Uzun zamandır, konuyla ilgili bir hekim olarak “Karatay diyeti” hakkında ne düşündüğüm soruluyordu. Sanırım artık duymayan yok: Dr. Canan Efendigil Karatay Hanımefendi, kabaca, “tereyağı, kırmızı et gibi gıdaların zararsız olduğunu, asıl büyük zararın un ve şekerden kaynaklandığını; kolesterolün vücudun iyiliği için yükseldiğini, savaşılmaması gerektiğini” savunageldi. Bu konuda yalnız değildi. Canan Hanım kadar ünlenmese de, Canan Hanım’ın öğrencisi olduğunu söyleyen Dr. Ahmet Aydın da, “7’den 70’e taş devri diyeti” adlı eseriyle, “bol hayvansal yağ ve sakatat, bol süt ve mayalı meşrubat tüketen atalarımızın sağlam kaldığını ama fazlaca beyaz ekmek, rafine şeker ve işlenmiş gıda tüketen bizimse hastalıklardan kurtulamadığımızı” savunmaktaydı.

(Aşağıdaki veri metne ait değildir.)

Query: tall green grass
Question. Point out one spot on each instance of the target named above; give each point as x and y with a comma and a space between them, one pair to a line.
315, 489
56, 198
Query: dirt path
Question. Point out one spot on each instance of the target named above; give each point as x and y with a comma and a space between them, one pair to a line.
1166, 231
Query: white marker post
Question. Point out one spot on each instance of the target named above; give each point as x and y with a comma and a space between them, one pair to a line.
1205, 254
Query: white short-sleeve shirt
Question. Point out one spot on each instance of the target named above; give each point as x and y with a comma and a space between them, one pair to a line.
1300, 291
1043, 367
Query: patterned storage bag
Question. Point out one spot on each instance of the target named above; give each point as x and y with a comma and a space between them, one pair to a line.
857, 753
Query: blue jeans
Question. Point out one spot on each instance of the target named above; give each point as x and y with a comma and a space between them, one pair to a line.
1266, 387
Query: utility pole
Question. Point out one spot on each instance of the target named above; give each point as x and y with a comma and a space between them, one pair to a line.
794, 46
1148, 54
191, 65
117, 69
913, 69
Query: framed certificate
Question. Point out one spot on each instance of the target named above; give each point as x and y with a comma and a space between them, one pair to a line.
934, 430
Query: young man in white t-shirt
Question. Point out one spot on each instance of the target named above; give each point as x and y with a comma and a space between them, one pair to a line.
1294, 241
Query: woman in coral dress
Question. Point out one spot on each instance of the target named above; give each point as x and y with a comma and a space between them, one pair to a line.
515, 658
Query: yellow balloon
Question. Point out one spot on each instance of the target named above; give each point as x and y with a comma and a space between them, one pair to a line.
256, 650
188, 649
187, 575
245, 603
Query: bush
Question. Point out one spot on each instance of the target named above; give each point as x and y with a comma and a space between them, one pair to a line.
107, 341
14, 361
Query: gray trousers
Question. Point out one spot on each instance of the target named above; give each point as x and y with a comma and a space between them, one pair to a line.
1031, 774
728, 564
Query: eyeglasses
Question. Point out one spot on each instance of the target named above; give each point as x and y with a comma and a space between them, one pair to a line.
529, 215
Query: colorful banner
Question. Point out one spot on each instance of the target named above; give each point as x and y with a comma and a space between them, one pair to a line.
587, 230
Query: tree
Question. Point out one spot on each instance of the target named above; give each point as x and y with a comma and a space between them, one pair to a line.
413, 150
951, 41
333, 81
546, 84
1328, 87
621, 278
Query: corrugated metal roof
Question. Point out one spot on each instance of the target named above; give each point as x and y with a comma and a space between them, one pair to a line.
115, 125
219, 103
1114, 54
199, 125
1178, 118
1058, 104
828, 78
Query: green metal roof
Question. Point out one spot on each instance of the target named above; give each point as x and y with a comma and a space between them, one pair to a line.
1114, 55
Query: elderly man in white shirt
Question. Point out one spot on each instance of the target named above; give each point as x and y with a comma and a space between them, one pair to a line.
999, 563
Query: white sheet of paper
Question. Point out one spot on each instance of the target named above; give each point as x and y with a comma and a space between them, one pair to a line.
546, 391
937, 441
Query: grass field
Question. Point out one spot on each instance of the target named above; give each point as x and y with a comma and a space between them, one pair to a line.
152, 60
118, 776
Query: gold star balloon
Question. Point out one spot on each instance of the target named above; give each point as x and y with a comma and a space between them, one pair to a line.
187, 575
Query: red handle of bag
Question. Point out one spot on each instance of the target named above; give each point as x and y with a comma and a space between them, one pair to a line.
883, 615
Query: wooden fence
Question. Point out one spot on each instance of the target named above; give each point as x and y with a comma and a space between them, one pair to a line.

İtiraf etmek gerekir ki, bu iddialar Türk halkına çok sevimli geldi; hayli taraftar buldu. Nasıl bulmasın ki, saygın tıp hocalarından, tereyağında sucuklu yumurtayı, işkembe ve kelle-paçayı, kebapları, kaymağı gönül rahatlığıyla yemenin fetvası alınmıştı. Halkımız bu fikirlere karşı duran asık suratlı hocaları pek sevmedi. Pek çok kişi, büyük bir cesaretle, kolesterol düşürücü ilaç kullanmayı bıraktı.
Ne düşündüğümü soranlara, geleneksel tıbba daha yakın duran pek çok hekim gibi, ben de “un ve şekerin sağlığa olumsuz etkilerini kabul etmekle birlikte; tereyağı, kırmızı et ve sakatatın zararsız, kolesterolün de savaşılmaması gereken bir bulgu olduğu düşüncelerini paylaşmadığımı” söyleyegeldim. Temel hareket noktam da güncel tıbbın kabulleriydi.
Ancak bu yıl Mart ayında yayımlanan ve “doymuş yağların kalp hastalığında zararlı olduğuyla ilgili yeterli kanıt olmadığını” bildiren kapsamlı bir değerlendirme (1), bende “yoksa Canan Hanım haklı mı?” kuşkusu yarattı ve konuyu biraz daha dikkatli araştırmaya karar verdim.